По следам мистера Волка (СИ). Страница 24
И Герберт, вопреки сказанному, разворачивает его спиной к себе, прижимает к груди и ладонью закрывает Курту рот.
— Тише, — шепчет он, — тише, всё хорошо… Успокойся.
Не бить же его и правда, наверняка Курт и сам не рад своей особенности.
— Дай знать, когда я могу тебя отпустить. Успокойся…
Курт дёргается долго, словно вобла, выброшенная на берег.
Элис в это время не отстаёт от Бернарда Хизара, но виду не подаёт, что беспокоится.
Бернард какое-то время разбирается с Кроули. То, что это их постоялец и учёный человек, его успокаивает не сразу.
— Он точно не представляет для вас угрозы? — сверлит страж Элис внимательным взглядом. — Раз так, я оставляю вас… — в нерешительности отступает он к выходу.
— Постойте, — говорит так ,будто не желает всем сердцем, чтобы он поскорее ушёл. — Так тому стражу что-то будет? Он ведь был… неправ. Я так считаю.
— Выговор ему обеспечен, — кивает Бернард. — И штраф. Не хватало нам ещё, чтобы в столь неспокойное время люди недолюбливали стражей!
— Спасибо, — улыбается Элис. — Вы… лучше чем… они.
Бернарду одновременно льстит и не нравится, как это звучит. Он прощается с ней вежливым кивком и покидает замок.
Точнее, напоследок решает обойти его по кругу (окно ведь, возможно, и правда кто-то выбил, а не вылетело оно от старости и сильного ветра!)
А Герберт всё ещё держит Курта, успев слегка устать от этого нелёгкого занятия.
— Тише же ты… — думал прошипеть он с раздражением, но вышло вдруг даже… ласково. — Бедняга…
Курт, наконец, чувствует прилив спокойствия и всем телом расслабляется.
— Зачем этот чокнутый-то… в замке?!
— Зачем, что? — медленно, будто на пробу, ослабляет Герберт хватку, выпуская Курта.
— Нах… находится, — поднимает он на графа и «хозяина» острые, серые глаза.
— Идея Элис… — пожимает Герберт плечами. — Он неплохо платит за это.
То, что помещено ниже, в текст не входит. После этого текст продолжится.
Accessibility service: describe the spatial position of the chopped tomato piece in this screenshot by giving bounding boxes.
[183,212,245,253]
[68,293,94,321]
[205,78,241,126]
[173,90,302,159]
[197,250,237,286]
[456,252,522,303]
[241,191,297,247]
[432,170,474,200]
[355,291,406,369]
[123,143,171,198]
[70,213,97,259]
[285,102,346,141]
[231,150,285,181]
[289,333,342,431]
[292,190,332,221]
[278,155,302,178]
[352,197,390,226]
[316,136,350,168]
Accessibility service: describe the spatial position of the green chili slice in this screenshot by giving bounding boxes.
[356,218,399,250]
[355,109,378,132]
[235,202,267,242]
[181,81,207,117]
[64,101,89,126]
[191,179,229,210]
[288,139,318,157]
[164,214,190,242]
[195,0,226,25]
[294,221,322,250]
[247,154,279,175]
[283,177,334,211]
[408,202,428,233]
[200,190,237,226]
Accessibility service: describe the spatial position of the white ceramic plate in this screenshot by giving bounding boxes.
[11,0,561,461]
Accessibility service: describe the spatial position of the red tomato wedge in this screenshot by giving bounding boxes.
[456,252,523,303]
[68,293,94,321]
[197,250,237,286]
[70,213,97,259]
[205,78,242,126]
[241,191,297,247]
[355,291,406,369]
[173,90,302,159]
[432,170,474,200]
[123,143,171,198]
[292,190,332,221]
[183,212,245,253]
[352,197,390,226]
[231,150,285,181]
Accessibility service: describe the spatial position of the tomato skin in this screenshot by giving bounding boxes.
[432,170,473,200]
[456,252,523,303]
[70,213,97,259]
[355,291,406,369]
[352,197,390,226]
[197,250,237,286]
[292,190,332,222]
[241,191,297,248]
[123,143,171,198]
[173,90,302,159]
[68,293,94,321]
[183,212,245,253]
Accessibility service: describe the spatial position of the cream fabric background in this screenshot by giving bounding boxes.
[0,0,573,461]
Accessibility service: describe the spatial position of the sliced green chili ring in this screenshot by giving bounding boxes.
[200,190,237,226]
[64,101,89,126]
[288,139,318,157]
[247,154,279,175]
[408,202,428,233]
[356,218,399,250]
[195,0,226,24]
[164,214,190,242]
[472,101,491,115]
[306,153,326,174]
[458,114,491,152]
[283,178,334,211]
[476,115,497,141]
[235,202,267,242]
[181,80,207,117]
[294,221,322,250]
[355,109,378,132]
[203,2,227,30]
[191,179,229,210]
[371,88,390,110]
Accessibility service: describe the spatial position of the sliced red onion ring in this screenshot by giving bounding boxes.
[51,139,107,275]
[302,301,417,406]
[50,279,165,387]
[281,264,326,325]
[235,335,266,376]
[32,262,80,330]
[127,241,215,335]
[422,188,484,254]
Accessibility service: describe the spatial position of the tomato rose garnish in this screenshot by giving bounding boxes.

А ты, если бы потише был, не привлекал бы его внимание.
Герберт пододвигает к своему креслу хромоногий, но всё ещё более менее устойчивый стул и жестом приглашает Курта присесть.
— Мне что, вечность сидеть на чердаке?! — Курт скалится.
— Не потерпишь немного? — изгибает он бровь. — Всё равно ведь тебе сейчас выходить нежелательно…
Он в ответ стискивает зубы, топает ногой и воровато оглядывается, словно ждёт, что страж услышит и настигнет его.
— Уже был в тюрьме… — морщится, словно кот. — Не хочу… больше.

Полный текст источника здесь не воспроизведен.